"Le déjeuner sur l'herbe" de Manet, exposé du 5 avril au 3 juillet 2011 au musée d'Orsay à Paris
Edouard Manet (1832-1883) "est un phare de la peinture moderne, un grand peintre d'histoire qui a le sens du tragique et de la dérision", déclare à l'AFP Guy Cogeval, président du musée d'Orsay.
Jusqu'au 3 juillet, le musée présente près de 140 oeuvres de Manet dont 84 peintures, ainsi que des pastels, des aquarelles, des dessins, auxquels s'ajoutent une trentaine d'oeuvres d'artistes de son époque.
Cela faisait 28 ans que Manet n'avait pas eu de grande exposition à Paris, sa ville natale.
Monter une exposition autour de lui n'est pas chose facile même pour le musée d'Orsay qui possède plusieurs de ses chefs d'oeuvre. L'Etat français n'avait rien acheté à Manet de son vivant et ses tableaux ont été dispersés très vite à l'étranger. Certains ne voyagent quasiment plus.
Mort à 51 ans, Manet n'a peint que pendant vingt ans. "Il a laissé 400 tableaux alors que Claude Monet en a réalisé 3.000", relève Stéphane Guégan, commissaire de l'exposition.
Fils d'un haut-fonctionnaire du ministère de la Justice, Manet n'était pas prédestiné à une carrière de peintre. Mais après avoir échoué au concours de l'Ecole navale, il se forme dans l'atelier du peintre Thomas Couture, l'un des peintres officiels de la Seconde République.
En 1861, Manet montre au Salon le "Portrait de M. et Mme M.", un tableau émouvant de ses parents et notamment de son père affaibli par la maladie. L'accueil est frais.
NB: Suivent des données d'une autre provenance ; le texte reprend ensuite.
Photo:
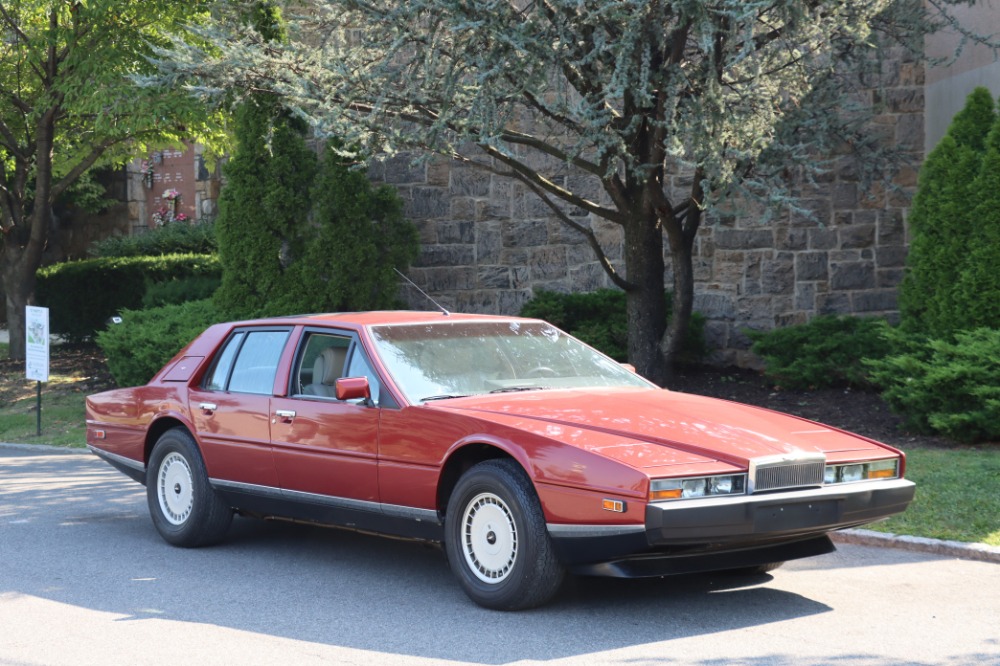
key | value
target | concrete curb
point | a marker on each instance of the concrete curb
(45, 448)
(959, 549)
Tout au long de sa carrière, l'ambitieux Manet n'aura de cesse de revenir au Salon en dépit des critiques, dans une soif de reconnaissance qu'il finira par obtenir à la fin de sa vie.
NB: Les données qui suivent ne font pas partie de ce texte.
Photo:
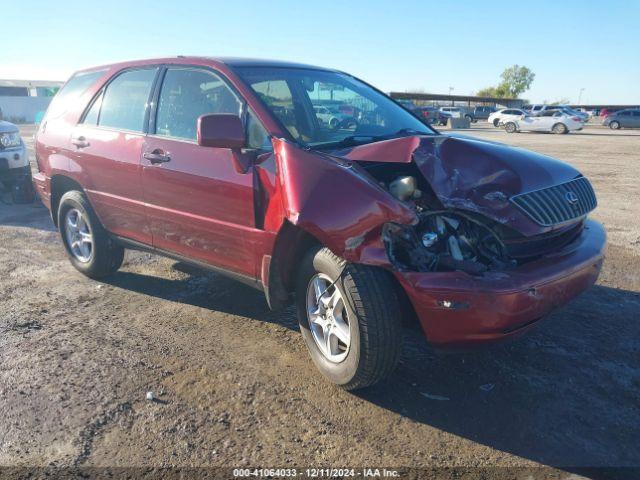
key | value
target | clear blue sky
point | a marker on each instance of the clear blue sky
(394, 45)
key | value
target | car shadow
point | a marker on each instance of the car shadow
(30, 215)
(566, 395)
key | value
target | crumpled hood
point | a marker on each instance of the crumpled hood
(471, 174)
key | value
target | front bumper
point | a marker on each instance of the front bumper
(457, 309)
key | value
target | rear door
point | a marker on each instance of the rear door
(107, 145)
(199, 199)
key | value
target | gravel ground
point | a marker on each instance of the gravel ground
(235, 386)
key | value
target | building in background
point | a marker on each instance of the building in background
(25, 101)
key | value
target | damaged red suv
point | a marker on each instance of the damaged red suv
(315, 187)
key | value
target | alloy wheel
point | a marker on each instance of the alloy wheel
(328, 318)
(79, 235)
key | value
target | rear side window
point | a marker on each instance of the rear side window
(188, 93)
(69, 95)
(125, 100)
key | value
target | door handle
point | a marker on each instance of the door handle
(80, 142)
(157, 156)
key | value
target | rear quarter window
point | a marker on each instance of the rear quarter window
(70, 94)
(126, 99)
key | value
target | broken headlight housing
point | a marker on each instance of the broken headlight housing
(445, 241)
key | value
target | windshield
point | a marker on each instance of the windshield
(329, 109)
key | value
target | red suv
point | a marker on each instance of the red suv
(225, 164)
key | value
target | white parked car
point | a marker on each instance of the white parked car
(555, 121)
(538, 109)
(457, 112)
(501, 116)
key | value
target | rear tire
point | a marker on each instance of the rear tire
(373, 313)
(559, 128)
(88, 245)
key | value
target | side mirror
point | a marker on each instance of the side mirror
(222, 130)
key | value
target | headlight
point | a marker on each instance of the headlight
(10, 139)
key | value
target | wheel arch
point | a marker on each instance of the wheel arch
(291, 244)
(61, 184)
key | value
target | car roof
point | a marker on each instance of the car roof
(228, 61)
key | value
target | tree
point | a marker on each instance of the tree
(515, 80)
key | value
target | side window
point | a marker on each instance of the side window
(277, 95)
(257, 136)
(91, 117)
(188, 93)
(71, 93)
(125, 101)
Mais les débuts du peintre sont marqués par les scandales. "Le déjeuner sur l'herbe" (1863), présenté au Salon des refusés, met en scène deux étudiants en paletot et deux naïdes dans un sous-bois. "Un sujet scabreux où le peintre fait référence à Raphaël et au Titien, voulant inscrire le monde moderne dans la grande tradition. Pour les critiques, c'était encore plus insupportable", souligne M. Guégan.
Le modèle Victorine Meurent y pose nue. Deux ans plus tard, la jeune femme rousse incarne "Olympia", la courtisane qui cache de sa main ce que la décence interdit de montrer, tandis qu'un chat noir à la queue dressée veille à ses pieds. Le tableau est montré au Salon de 1865 avec "Le Christ moqué par les soldats". Tous deux déclenchent la polémique.
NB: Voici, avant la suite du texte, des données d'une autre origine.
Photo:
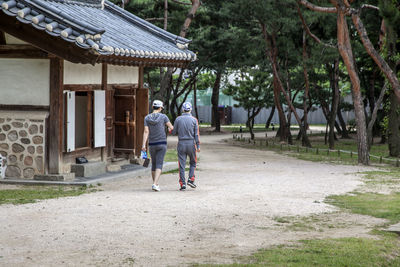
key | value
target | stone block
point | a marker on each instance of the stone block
(55, 177)
(89, 169)
(113, 168)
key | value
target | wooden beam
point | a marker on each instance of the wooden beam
(82, 87)
(21, 51)
(56, 115)
(42, 40)
(24, 107)
(2, 38)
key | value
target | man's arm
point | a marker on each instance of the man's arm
(145, 136)
(170, 127)
(197, 134)
(175, 127)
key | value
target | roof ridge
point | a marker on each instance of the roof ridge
(58, 15)
(147, 25)
(90, 3)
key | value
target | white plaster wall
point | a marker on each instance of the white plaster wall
(122, 74)
(12, 40)
(25, 82)
(81, 73)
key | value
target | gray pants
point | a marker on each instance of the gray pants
(157, 154)
(186, 148)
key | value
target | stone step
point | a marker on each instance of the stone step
(89, 169)
(119, 161)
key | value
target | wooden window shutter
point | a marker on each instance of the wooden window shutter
(99, 118)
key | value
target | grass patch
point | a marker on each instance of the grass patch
(388, 176)
(330, 252)
(171, 155)
(320, 153)
(372, 204)
(33, 194)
Déjà influencé par l'hispanisme, Manet découvre les Velasquez du Prado. Un choc. Pour donner plus de force à ses toiles, Manet n'hésite pas à les découper afin de recadrer le sujet: "Le torero mort" est d'une puissance rare.
Invité à participer à la première exposition des "impressionnistes" en 1874, Manet décline l'invitation. Il est plus âgé qu'eux et ne sent pas la nécessité de rejoindre le mouvement. A leur contact cependant, sa palette s'éclaircit et devient plus vibrante.
L'année 1879 marque un tournant avec l'arrivée des radicaux au pouvoir. Le Salon change d'atmosphère. Manet peint "Chez le Père Lathuille", un sujet badin qui plaît.
Il se concentre sur les sujets féminins, brosse des portraits de Parisiennes bien ancrées dans leur époque. Déjà malade, il réalise des pastels subtils.
Fervent républicain, Manet est aussi un peintre d'histoire. L'exposition s'achève sur "L'évasion d'Henri Rochefort" (1880), un tableau qui célèbre la fuite en bateau de cet opposant à Napoléon III en 1874.